O presidente do inquérito e o coordenador investigativo da operação sou eu. Sou eu que determino o que é interessante ou não do ponto de vista investigativo, isso é a autonomia do delegado de Polícia Federal. Somente o delegado presidente do inquérito requisita ações em prol da sua investigação. Foi o que eu fiz, eu requisitei à PF o traslado do Milton de Santos para Brasília e o fundamento da minha requisição era um mandado judicial. Então a natureza jurídica era uma decisão judicial. Qual foi a natureza jurídica do documento utilizado para não levar o Milton? Existia uma cassação do mandado? Existia uma cassação do mandado? Existia um outro documento judicial que impedia? Essa é a pergunta que não foi respondida.

O senhor considera então que houve descumprimento à ordem do juiz Renato Borelli, da 15ª Vara Federal?

Não sou só eu que considero. O juiz considera, o MPF considera também. Todo o sistema de Justiça assim entende.

O senhor se sente pressionado pela Polícia Federal a deixar essa investigação?

Eu entendo desnecessária essa corrida desenfreada pelos atos correcionais ou de eventuais ilícitos administrativos que visam somente à minha pessoa, como ficou caracterizado na sindicância 08. A sindicância refutou o que eu trouxe à tona e inverteu a situação. Eu de investigador virei investigado.

Isso porque na conclusão eles determinaram a abertura de um PAD contra o senhor.

Sob o argumento de que eu omiti informações de interesse administrativo. E a outra foi que eu propiciei a divulgação de informações contrárias à Polícia Federal. Eu quero saber onde que eu fiz isso. Eu falei que eu manteria a minha postura de entender como interferência o que aconteceu em Santos. Foi uma situação do meu ponto de vista totalmente fora do padrão da PF. Isso aí é algo claro.

Atualmente há diligências em andamento no inquérito. Um dos delegados convocados para depoimento entrou com habeas corpus no STF pedindo a suspensão argumentando que a ministra Cármen Lúcia não havia decidido o foro da investigação.
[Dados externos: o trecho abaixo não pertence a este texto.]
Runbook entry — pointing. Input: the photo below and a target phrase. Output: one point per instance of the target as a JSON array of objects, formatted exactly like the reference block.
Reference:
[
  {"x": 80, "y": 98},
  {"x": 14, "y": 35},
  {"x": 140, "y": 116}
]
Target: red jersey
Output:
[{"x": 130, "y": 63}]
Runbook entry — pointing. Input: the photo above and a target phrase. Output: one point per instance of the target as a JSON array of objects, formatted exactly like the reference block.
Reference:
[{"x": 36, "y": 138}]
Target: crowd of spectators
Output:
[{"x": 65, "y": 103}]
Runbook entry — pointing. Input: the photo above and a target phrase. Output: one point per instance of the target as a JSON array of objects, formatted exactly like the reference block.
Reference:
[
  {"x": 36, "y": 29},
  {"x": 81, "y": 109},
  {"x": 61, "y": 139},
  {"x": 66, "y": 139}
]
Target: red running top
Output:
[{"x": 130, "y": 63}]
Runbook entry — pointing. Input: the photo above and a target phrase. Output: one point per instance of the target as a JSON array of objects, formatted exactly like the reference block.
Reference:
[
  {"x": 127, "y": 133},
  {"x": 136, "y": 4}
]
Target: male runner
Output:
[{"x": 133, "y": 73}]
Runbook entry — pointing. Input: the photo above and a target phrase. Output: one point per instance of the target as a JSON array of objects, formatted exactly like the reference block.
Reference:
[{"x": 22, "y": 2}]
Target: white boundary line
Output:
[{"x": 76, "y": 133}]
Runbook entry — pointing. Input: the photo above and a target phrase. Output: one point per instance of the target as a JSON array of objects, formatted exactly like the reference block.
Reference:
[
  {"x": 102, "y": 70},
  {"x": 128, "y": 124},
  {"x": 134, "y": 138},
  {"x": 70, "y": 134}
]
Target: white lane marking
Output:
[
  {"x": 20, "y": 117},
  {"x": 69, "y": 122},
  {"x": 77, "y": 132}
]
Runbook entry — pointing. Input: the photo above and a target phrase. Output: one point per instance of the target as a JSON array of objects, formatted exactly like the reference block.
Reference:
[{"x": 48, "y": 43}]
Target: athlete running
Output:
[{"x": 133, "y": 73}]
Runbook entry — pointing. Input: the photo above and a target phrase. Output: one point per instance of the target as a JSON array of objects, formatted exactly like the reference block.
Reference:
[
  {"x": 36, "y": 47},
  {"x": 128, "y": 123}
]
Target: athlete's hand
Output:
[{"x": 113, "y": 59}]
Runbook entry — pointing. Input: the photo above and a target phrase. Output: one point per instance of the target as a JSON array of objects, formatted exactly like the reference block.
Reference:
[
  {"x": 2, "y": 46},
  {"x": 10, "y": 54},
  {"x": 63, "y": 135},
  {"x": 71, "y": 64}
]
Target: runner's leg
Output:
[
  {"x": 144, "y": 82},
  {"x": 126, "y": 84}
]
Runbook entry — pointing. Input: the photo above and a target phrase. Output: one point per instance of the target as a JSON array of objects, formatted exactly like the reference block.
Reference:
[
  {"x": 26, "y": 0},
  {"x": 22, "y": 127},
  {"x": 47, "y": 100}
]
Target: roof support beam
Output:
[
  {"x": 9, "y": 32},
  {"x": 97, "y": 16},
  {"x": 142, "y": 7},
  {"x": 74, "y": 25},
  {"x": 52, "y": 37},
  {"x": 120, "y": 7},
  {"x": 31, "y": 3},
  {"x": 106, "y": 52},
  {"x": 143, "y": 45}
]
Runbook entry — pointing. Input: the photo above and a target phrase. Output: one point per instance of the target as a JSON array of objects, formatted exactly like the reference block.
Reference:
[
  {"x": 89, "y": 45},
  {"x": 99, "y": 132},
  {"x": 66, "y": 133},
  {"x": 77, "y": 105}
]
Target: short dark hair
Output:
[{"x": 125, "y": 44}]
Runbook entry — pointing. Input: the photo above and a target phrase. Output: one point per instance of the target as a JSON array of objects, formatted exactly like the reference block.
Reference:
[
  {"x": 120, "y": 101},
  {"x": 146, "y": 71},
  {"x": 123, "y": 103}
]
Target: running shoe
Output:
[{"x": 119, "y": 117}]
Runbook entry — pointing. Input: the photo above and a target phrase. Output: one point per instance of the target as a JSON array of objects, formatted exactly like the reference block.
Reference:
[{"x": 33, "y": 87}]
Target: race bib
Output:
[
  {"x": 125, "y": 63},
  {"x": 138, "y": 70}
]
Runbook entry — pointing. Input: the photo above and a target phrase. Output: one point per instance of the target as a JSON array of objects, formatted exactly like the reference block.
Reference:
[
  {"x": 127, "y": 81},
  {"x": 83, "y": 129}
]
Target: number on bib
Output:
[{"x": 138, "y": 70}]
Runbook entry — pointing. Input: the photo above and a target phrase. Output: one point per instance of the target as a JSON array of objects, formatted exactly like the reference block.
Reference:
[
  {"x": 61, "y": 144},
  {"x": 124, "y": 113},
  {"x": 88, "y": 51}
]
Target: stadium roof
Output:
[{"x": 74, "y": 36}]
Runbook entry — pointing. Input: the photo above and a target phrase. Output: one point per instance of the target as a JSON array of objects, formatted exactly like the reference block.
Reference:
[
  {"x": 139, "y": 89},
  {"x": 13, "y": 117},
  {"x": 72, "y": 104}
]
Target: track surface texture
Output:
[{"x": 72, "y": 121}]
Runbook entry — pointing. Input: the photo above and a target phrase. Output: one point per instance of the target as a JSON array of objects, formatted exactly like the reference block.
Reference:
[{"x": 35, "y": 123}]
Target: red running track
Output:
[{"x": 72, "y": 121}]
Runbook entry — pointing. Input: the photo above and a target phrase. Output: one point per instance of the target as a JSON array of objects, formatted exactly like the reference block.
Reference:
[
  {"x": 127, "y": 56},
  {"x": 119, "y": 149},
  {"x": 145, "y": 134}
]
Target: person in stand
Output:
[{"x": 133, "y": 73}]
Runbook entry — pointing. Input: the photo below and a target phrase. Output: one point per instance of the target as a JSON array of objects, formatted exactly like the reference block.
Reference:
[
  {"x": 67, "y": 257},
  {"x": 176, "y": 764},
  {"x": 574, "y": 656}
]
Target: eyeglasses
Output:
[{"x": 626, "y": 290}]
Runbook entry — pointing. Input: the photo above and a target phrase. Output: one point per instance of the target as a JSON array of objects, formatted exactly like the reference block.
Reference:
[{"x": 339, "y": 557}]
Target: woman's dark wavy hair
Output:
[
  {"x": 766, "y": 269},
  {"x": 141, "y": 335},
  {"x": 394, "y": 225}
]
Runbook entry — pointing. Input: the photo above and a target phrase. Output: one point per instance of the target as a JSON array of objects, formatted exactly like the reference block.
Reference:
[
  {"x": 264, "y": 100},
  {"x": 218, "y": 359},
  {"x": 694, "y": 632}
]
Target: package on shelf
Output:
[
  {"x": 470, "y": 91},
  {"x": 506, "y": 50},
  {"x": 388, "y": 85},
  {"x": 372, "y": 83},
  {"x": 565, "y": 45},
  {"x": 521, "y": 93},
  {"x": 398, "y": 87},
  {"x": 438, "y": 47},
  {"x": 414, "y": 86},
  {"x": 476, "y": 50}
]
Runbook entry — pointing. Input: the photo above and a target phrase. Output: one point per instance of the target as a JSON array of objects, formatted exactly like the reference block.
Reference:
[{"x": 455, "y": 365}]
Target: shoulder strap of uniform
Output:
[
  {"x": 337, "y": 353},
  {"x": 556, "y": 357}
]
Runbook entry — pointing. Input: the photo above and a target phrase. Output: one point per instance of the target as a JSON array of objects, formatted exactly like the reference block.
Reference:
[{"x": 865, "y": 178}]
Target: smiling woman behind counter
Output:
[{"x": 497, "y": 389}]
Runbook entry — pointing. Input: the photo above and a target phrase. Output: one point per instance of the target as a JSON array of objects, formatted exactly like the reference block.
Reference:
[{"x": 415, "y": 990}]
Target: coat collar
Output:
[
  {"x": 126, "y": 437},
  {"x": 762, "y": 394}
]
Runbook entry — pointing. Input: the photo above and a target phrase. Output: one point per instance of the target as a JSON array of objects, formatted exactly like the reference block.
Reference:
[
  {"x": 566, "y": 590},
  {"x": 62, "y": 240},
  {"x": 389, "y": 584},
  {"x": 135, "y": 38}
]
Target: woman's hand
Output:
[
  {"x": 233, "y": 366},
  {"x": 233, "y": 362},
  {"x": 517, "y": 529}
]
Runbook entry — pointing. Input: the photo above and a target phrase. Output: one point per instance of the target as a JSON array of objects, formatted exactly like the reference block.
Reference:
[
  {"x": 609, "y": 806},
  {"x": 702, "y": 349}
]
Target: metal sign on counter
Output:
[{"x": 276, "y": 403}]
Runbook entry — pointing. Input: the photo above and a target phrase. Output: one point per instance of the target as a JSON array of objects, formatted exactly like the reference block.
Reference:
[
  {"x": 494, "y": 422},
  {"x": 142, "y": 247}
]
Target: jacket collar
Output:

É possível dar andamento ao caso sem esse despacho da ministra?

Todos os atos investigativos podem ser realizados encartados nos autos ou enviados à autoridade judicial competente. Apesar de a ministra não ter se manifestado sobre os fatos, ela recebeu os autos da Justiça Federal e disse inclusive que os fatos ali são ‘gravíssimos’ e encaminhou-os à PGR. Agora os autos estão conclusos com a ministra Cármen Lúcia. Eu penso que em razão do aforamento no STF e até a manifestação da ministra, todas as atividades realizadas no bojo do inquérito devem ser encaminhadas a ela. É isso que eu estou fazendo.

Não há nenhum procedimento clandestino, inclusive o diretor-geral da Polícia Federal foi ouvido, respondeu às perguntas com urbanidade, boa-fé, e se manifestou no próprio procedimento que dizem ser clandestino. Então a própria Polícia Federal tem diuturnamente me enviado informações a respeito desse caso para eu decidir. Então há má-fé nessa alegação, porque a própria administração que me envia expedientes relativos ao caso está alegando essa suposta atuação clandestina.